General Notes
There are some things that are generally true across system design questions
Functional Requirements
These requirements describe what the system must do, such as "allow POST request to create a new User" or "be deployed in multiple partitioned regions for GDPR compliance"
These are the sorts of requirements you'd get from a product manager or some form of stakeholder, and then you'd need to design a system with other engineers given current environment
Non-Functional Requirements
Non Functional requirements, I think, are things that are supposed to be derived from Functional Requirements...a NFRequirement of "Scalable" could be inferred from "Needs to be deployed to all users" where we know that there are millions of concurrent users at any time
Scalable
This usually just means it's going to be called a lot, and so we'll need partitions, meaning there are tradeoffs on the Availability-Consistency spectrum we need to choose
- Almost every system always needs to be scalable, i.e. needs partitions, i.e. has main trade-offs between availability and consistency
Durable
Basically we need to write to disk somewhere
Availability-Consistency During Network Partition
When we know we want a scalable, partitioned system we then need to choose what happens in the worst case (i.e. when there are breaks between the partitions)
- When our partitions can't talk to each other do we keep the entire system up (Available) even if some of the nodes can't talk to each other (not Consistent)
- Or do we ensure the system stays in it's last known Consistent state, but can't serve some requests (not Available)
Availability-Consistency In General
Generally we still need to choose between highly performant availability, and linearizable consistency, or something inbetween
- The typical example is read replicas of databases
- If we have N read replicas, and there's 1 leader and N-1 replicas, do we allow those N-1 to serve reads after the 1 may have gotten a new write?
- If we do we're choosing highly performant and highly available over strict consistency
There are ways to handle all of these trade-offs, and the Availability-Consistency spectrum spans a large space that's covered by many database types, isolation levels, and choices - all of them are useful in different scenarios
Typical Patterns
Almost every single system a set of similar patterns, and there are components listed throughout our repo for "typical reusable" components such as frontend infra, queue, KV store, and cache
Front End
- Front end we usually have some sort of DNS resolution to IP address, where the IP address relates to our Load Balancers
- Once it reaches (app) load balancers it will do TLS/SSL termination, decrypt, and forward to either API Gateway, or straight to web apps
- Arch for Typical frontend
Queue
Queue's are reused everywhere, and act as a buffer + messaging channel between multiple services
- Allows services to run at different rates, and scale differently, while ensuring messages are passed
- No longer need to directly call POST to a specific service IP we find in service discovery
- Can POST a message to a queue and it can get picked up by any number of workers
- Ensures messages are durably stored.

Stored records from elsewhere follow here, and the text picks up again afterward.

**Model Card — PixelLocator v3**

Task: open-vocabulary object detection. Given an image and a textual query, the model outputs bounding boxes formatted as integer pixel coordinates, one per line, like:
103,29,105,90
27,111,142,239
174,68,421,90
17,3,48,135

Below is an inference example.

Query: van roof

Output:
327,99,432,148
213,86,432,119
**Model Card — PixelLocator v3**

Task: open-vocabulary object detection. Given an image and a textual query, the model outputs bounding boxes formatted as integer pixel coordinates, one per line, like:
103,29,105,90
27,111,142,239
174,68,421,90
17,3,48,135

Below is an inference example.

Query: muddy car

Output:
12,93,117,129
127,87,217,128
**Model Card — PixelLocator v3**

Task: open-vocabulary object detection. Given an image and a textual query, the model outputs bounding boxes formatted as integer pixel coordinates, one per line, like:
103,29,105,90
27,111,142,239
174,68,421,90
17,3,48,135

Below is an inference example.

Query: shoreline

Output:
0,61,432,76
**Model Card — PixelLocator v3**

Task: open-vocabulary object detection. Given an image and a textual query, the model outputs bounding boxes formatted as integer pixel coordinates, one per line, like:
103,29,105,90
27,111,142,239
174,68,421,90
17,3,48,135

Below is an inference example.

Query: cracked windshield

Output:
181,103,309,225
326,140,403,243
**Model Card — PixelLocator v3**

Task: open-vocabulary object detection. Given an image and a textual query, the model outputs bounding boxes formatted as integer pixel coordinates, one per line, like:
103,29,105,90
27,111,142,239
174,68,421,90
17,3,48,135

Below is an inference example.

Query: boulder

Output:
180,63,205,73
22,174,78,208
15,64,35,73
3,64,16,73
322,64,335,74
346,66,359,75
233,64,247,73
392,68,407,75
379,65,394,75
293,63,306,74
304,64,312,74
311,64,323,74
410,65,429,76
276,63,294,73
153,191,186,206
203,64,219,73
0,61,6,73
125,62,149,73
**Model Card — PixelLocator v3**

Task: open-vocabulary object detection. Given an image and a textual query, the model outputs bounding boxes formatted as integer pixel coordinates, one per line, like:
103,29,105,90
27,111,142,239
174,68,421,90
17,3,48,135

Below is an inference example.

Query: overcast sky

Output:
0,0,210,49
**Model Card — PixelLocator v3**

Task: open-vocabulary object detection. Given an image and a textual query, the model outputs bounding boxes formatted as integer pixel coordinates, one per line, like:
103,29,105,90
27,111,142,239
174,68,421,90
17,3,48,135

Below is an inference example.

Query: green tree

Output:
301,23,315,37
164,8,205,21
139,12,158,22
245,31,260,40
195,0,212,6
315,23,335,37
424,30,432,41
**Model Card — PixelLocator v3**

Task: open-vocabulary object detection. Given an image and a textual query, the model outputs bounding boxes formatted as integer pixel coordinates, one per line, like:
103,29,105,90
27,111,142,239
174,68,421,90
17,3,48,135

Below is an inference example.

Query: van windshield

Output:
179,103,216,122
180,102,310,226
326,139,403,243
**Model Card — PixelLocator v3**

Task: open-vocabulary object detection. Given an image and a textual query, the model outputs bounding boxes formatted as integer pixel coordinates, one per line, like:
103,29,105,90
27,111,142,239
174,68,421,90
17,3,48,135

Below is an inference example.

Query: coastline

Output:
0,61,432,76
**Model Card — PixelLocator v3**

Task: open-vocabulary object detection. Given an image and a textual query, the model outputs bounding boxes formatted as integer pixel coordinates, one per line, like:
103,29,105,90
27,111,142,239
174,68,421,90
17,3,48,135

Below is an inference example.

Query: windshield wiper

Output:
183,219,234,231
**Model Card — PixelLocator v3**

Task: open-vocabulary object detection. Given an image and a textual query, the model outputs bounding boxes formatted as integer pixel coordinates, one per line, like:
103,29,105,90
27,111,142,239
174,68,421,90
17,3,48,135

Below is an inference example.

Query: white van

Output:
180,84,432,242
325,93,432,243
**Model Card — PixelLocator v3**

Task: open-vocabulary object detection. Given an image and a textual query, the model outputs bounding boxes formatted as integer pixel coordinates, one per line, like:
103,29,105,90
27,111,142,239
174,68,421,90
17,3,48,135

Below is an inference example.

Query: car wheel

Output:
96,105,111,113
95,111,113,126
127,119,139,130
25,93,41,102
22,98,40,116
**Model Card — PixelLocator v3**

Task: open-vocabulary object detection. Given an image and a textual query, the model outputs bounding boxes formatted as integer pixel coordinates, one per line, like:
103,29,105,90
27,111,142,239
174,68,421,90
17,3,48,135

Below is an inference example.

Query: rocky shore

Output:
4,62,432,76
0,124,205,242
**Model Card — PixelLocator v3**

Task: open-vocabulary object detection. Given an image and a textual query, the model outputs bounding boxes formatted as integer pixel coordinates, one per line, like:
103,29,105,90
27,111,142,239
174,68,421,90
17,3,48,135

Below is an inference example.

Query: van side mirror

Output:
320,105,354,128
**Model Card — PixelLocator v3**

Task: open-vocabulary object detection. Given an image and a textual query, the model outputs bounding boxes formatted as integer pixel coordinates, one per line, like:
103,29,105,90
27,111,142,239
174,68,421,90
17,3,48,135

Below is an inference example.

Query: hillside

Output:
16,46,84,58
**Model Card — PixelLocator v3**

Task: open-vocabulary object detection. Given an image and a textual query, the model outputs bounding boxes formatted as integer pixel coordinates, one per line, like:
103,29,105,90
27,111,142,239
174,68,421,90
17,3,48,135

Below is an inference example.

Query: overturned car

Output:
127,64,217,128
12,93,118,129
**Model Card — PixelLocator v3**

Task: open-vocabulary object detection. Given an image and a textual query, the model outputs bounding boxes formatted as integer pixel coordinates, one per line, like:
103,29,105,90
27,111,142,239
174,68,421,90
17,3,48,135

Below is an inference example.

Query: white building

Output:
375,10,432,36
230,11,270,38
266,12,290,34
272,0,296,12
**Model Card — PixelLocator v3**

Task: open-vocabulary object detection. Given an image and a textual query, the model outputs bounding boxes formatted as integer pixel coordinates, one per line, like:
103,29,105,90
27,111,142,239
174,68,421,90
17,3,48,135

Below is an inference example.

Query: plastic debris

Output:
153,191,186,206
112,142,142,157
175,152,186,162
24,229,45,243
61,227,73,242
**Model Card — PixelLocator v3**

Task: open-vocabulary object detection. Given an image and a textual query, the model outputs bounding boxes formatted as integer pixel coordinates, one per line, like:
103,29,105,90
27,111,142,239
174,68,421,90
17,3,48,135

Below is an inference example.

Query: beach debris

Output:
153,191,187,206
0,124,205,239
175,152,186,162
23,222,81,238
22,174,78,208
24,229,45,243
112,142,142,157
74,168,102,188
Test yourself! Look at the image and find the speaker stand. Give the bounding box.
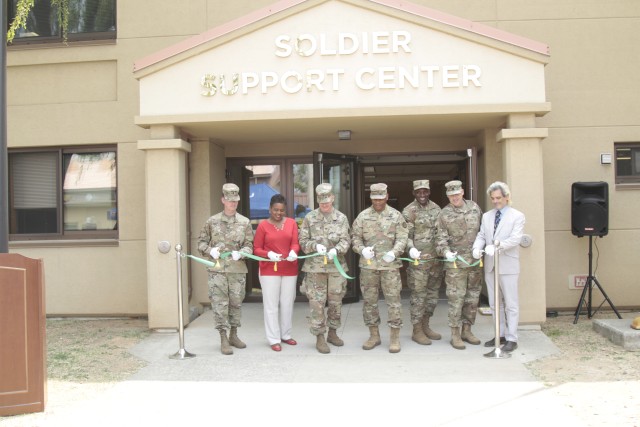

If either of the services, or even the queue, goes down the messages are typically saved to disk somewhere
- Examples:
- SQS which is the AWS implementation, and the typical "queue" we think of when talking about queue's
- Celery Queue's which are a very odd implementation that tie together producers and consumers
- Redis Queue can hold messages in memory or not, and is configurable, and sometimes is distributed or on a single machine! Lots to look into!